If he is not released by the end of this month, the Council has threatened to initiate rare infringement proceedings. This could eventually lead to Turkey’s expulsion from the 47-nation human rights organisation.

The European Court of Human Rights issued a binding ruling calling for Mr Kavala’s release two years ago. Ten Western ambassadors were recently threatened with expulsion after echoing that call.

President Erdogan has gone on the offensive, criticising the court and criticising him for his ties to billionaire philanthropist George Soros.

“The European Court of Human Rights issued a ruling,” he explained. “They want to convict Turkey for this Soros relic. Do you allow bandits, killers, or terrorists to be released in your country? “He inquired.

Previously, Turkey’s leader compared justice to a plant. “Underwatering a plant will cause it to dry out, while overwatering will cause it to wilt,” he said in March, announcing a “human rights action plan.”

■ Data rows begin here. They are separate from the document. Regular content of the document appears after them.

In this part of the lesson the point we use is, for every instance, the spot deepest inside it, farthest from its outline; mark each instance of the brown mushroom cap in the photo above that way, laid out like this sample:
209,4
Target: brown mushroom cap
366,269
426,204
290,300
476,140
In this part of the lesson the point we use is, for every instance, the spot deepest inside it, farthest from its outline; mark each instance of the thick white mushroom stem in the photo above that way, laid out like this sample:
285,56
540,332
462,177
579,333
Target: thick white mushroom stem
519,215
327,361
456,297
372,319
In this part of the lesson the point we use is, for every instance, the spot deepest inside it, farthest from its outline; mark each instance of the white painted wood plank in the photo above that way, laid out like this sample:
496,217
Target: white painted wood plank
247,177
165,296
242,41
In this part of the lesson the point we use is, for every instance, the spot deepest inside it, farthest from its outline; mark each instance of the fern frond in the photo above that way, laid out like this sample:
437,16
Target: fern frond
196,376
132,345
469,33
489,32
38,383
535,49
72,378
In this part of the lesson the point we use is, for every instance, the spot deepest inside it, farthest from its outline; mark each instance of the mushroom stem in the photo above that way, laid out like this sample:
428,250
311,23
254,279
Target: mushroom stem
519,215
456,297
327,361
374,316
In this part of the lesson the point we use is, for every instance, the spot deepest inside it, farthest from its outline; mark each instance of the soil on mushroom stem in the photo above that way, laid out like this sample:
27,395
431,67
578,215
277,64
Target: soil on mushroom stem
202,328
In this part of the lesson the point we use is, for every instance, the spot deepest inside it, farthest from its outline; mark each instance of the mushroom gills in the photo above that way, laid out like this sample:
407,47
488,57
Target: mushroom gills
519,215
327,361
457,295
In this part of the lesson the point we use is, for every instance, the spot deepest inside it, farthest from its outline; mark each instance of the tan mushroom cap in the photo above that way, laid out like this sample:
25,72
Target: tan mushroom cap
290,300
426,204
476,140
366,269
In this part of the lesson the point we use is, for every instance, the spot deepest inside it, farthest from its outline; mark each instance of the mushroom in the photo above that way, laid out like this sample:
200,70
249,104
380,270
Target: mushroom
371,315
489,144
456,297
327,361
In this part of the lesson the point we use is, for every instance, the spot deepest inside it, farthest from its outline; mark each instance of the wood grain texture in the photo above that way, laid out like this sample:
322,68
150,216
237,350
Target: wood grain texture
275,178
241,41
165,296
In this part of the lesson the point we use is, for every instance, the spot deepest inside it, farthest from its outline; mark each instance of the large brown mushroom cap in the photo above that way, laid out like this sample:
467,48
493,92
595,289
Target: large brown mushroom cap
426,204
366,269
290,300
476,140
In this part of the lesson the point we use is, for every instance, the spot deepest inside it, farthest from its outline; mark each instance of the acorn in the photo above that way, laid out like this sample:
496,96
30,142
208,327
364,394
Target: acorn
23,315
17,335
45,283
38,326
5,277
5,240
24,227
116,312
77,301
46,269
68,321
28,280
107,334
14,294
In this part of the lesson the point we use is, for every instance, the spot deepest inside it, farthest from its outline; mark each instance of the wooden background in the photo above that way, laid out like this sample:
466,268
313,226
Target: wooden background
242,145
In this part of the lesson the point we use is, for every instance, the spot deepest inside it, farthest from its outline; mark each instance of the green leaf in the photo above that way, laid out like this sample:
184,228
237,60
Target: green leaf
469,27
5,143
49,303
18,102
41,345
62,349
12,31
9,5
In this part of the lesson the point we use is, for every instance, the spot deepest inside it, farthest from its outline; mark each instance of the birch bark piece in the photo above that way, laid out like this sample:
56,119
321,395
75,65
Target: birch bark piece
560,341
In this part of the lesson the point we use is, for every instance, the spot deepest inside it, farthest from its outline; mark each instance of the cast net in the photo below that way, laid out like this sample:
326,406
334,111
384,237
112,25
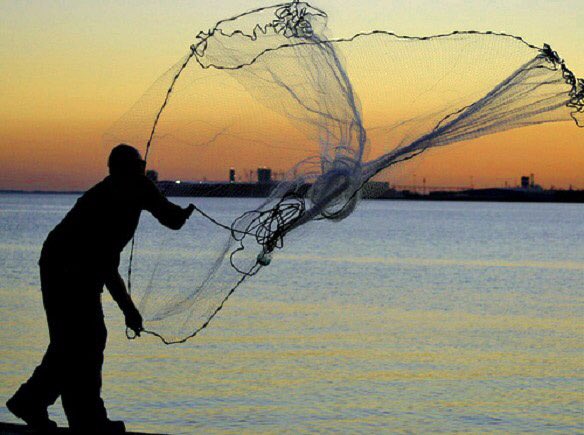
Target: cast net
271,85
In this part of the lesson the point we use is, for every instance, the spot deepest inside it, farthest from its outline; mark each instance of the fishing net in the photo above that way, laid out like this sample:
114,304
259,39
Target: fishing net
271,85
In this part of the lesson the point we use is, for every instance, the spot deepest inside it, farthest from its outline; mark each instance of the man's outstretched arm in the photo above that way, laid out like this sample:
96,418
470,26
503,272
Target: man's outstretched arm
167,213
117,288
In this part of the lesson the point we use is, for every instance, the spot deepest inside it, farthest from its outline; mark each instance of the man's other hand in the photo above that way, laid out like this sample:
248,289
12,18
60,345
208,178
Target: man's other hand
189,210
134,320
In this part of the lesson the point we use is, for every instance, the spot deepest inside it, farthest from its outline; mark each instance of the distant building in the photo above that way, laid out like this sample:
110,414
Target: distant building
264,175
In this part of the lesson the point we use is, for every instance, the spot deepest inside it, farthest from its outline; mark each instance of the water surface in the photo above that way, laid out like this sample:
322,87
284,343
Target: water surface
406,317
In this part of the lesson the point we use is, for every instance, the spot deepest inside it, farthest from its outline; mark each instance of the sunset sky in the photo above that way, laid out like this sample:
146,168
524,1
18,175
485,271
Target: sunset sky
71,69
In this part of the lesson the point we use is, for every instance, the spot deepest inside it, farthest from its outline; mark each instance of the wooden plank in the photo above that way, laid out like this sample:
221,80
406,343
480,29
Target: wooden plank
18,429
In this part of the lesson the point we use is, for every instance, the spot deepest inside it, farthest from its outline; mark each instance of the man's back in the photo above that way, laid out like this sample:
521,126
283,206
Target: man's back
103,221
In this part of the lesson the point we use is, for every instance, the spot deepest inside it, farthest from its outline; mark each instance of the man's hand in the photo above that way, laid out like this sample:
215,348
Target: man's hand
189,210
134,320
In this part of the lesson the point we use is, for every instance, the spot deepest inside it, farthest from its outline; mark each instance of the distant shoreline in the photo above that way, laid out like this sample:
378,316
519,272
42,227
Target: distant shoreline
471,195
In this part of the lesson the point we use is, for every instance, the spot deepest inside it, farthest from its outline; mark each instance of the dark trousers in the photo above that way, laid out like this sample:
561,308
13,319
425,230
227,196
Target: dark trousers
71,367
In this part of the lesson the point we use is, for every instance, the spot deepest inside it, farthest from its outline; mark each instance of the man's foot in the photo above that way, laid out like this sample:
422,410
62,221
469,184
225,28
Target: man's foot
37,419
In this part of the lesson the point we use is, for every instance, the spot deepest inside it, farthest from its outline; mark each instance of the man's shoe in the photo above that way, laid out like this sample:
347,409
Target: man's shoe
36,419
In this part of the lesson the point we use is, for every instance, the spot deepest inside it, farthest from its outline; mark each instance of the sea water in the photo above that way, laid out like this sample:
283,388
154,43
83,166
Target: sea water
407,317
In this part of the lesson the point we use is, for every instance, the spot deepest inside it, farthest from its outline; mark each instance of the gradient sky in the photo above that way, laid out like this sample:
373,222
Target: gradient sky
70,69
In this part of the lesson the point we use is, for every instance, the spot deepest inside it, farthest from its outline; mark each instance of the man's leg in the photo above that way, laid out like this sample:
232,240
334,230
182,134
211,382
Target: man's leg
81,393
32,399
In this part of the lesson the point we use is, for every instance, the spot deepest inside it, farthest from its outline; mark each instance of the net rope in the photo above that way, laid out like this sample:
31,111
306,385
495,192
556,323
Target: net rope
279,60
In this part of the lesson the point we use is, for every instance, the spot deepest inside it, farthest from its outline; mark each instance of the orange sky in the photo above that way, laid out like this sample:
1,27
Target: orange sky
71,69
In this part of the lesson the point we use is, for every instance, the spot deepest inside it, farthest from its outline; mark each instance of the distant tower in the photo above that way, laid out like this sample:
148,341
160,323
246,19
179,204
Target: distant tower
264,175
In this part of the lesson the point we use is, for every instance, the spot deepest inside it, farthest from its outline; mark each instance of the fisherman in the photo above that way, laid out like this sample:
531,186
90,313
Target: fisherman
81,255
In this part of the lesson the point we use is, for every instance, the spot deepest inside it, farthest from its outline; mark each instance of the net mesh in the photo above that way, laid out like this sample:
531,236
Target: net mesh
331,114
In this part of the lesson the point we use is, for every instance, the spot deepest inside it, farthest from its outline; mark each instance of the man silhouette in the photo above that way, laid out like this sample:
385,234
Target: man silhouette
81,255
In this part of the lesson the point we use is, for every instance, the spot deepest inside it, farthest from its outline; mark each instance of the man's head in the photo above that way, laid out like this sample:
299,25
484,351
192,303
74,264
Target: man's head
126,160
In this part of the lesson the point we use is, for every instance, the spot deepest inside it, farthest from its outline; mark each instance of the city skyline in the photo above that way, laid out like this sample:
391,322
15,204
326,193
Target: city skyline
67,84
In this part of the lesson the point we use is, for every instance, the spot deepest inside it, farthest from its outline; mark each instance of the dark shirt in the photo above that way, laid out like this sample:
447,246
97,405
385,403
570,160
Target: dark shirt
102,222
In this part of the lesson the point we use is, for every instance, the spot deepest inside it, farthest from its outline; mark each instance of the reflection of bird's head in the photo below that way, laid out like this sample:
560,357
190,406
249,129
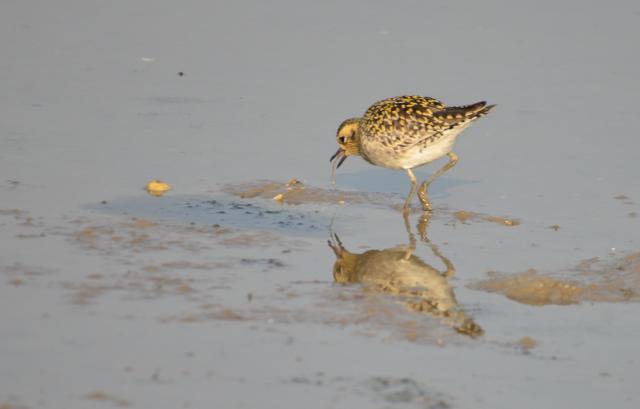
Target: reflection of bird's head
344,267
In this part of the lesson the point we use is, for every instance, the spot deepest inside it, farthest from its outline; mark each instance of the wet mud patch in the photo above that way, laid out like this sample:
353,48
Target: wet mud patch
221,210
17,275
100,396
380,391
591,281
465,217
295,192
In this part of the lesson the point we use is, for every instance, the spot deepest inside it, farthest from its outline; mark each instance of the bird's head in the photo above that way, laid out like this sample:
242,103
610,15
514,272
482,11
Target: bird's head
348,138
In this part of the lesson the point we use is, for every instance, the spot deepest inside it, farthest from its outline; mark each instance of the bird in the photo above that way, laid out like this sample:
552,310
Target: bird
406,132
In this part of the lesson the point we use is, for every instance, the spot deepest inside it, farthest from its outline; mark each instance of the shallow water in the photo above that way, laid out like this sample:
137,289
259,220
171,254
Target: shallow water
218,295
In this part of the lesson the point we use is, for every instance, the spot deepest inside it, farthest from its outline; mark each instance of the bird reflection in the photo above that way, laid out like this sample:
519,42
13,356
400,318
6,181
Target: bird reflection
397,271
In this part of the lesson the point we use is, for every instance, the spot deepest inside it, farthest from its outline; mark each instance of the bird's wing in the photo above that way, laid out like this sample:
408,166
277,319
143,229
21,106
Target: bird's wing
407,118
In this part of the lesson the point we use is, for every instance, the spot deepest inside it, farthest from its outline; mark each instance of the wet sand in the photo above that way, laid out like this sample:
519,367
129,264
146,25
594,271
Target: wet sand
254,282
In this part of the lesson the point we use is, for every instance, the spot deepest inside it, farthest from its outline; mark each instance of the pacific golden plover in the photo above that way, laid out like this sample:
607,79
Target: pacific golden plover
406,132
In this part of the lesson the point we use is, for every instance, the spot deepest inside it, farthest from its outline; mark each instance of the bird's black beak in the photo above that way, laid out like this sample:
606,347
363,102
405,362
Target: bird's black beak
340,156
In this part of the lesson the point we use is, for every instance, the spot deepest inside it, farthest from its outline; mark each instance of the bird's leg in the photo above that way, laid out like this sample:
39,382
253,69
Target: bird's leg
422,193
423,224
414,188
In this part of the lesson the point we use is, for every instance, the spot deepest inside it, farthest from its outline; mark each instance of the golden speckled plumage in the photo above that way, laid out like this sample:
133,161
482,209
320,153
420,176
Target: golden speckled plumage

According to international human rights organisations, the real goal here is to dismantle human rights safeguards and undermine the rule of law.

“Democracy is being hollowed out,” says Emma Sinclair-Webb of Human Rights Watch in Istanbul. “Tens of thousands of people have been detained on bogus terrorism charges. Turkey operates by imprisoning its critics.”

Gunal Kursun, a veteran human rights campaigner, was apprehended by police while he and other activists were attending a human rights workshop in July 2017.

“”The door opened, and it said ‘hands up, this is a raid,’ and we were detained,” he explained. It came as a huge surprise to me and my friends. We had been observing people being detained for the past 20 years, but this was the first time it happened to us.”

Dr. Kursun, a criminal lawyer, was soon imprisoned alongside Osman Kavala. He is now free – at least on paper – after more than 100 days in prison, pending an appeal against a two-year sentence for aiding a terrorist organisation.

It hurt to be accused of terrorism, he said, but he wasn’t alone.

“”Hundreds of thousands of people are facing this kind of ridiculous allegation,” he told me, “and Turkish prisons are full of these kinds of people.” So I wasn’t alone, and it was the only thing that helped me recover.”

He was smartly dressed like the professional he used to be when we met on a sunny morning on the Bosporus shores, but his world has shrunk. The 46-year-old is currently incarcerated in a cell without walls.

Following the failed coup, he was fired from his position as an assistant professor of criminal law. According to official figures, approximately 125,000 people were dismissed by decree in 2016.

Gunal Kursun is concerned about the direction of the country five years later. The same is true for Turkey’s Western allies, who see a shift away from democratic values and free expression.

“I believe that if this government continues, Turkey will become like Russia,” he predicted. “In some ways, it has already occurred. It’s becoming more difficult by the day. When you speak out about human rights violations, the government can easily criminalise you.”

We requested an interview with the Turkish government to discuss international concerns about human rights in Turkey, as well as the case of Osman Kavala. There was no reaction.